Reported safety events in 2021 were the highest since the data began being recorded in 2007. According to The Joint Commission, ” A sentinel event is a patient safety event (not primarily related to the natural course of the patient’s illness or underlying condition) that reachesa patient and results in any of the following:– Death– Permanent harm– Severe temporary harm and intervention required to sustain life”
The accrediting body received 1,197 reports of sentinel events last year, 89 percent of which healthcare organizations voluntarily reported. In 2020, 809 total events were reported. This total had previously peaked in 2012, when 946 sentinel events were reported.
The 10 most frequently reported sentinel events for 2021:
- Fall — 485 reported events
- Delay in treatment — 97
- Unintended retention of a foreign object — 97
- Wrong surgical site — 85
- Patient suicide — 79
- Assault/rape/sexual assault of a patient — 55
- Patient self-harm — 45
- Fire — 38
- Medication management — 35
- Clinical alarm response — 22
The reporting of these Sentinel or safety events is voluntary and The Joint Commission doesn’t construe any factual conclusions from the gathered data other than 2021 witnessed a spike in these safety events. These safety events are serious and have profound implications for the affected patient and the healthcare industry as a whole. For the first six months of 2021, The Joint Commission reported the following:
- 47% of sentinel events led to a patient’s death.
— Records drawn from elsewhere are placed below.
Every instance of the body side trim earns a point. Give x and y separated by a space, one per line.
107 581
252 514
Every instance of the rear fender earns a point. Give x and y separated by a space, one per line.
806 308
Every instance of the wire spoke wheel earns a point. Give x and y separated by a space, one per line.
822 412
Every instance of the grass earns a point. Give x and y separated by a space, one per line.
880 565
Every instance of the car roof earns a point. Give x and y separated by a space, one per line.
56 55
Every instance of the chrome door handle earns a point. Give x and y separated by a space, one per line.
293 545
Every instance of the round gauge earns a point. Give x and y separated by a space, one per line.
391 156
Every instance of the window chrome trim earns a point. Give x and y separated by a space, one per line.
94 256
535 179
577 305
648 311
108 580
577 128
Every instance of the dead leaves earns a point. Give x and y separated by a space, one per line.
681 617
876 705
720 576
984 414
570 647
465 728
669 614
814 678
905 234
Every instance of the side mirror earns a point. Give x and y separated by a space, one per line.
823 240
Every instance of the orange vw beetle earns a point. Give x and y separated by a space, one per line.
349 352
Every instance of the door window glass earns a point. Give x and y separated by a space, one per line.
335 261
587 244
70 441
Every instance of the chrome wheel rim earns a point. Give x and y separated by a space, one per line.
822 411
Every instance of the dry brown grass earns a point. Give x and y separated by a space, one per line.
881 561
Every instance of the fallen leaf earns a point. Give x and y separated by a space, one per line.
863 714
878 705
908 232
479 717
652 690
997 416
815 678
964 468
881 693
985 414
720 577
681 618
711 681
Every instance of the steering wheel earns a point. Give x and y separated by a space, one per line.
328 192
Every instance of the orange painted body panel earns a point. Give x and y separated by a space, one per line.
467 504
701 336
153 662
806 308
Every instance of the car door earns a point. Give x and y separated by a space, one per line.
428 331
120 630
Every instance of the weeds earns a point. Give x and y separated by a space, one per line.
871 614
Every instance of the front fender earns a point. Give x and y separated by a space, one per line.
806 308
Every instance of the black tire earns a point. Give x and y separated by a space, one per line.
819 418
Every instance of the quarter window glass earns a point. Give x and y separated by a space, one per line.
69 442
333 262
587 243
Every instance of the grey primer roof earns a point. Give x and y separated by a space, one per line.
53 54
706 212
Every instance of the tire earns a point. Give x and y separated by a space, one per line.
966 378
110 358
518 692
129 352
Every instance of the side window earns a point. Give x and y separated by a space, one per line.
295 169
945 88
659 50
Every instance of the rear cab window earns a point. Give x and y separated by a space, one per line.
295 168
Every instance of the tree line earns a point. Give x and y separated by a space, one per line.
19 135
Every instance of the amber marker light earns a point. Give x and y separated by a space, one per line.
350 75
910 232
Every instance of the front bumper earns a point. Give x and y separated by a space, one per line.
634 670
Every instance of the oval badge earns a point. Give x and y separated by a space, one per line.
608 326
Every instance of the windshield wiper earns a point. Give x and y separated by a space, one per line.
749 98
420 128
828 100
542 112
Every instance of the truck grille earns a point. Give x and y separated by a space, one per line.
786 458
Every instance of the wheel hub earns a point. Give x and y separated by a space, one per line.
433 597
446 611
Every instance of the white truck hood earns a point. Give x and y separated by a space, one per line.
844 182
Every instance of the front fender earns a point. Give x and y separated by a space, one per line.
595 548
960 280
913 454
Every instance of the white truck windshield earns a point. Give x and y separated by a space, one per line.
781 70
- 24% led to unexpected additional care.
- 11% led to severe temporary harm.
- 6% led to permanent loss of function.
- 2% led to permanent harm.
- 2% led to a psychological impact
The report contains all voluntary reports of safety incidents for the first half of 2021 but some of the incidents reported date back to 1995. While this skews the numbers for any individual year, the fact that 2021 saw the largest spike in safety events reported since 2007 is cause for alarm.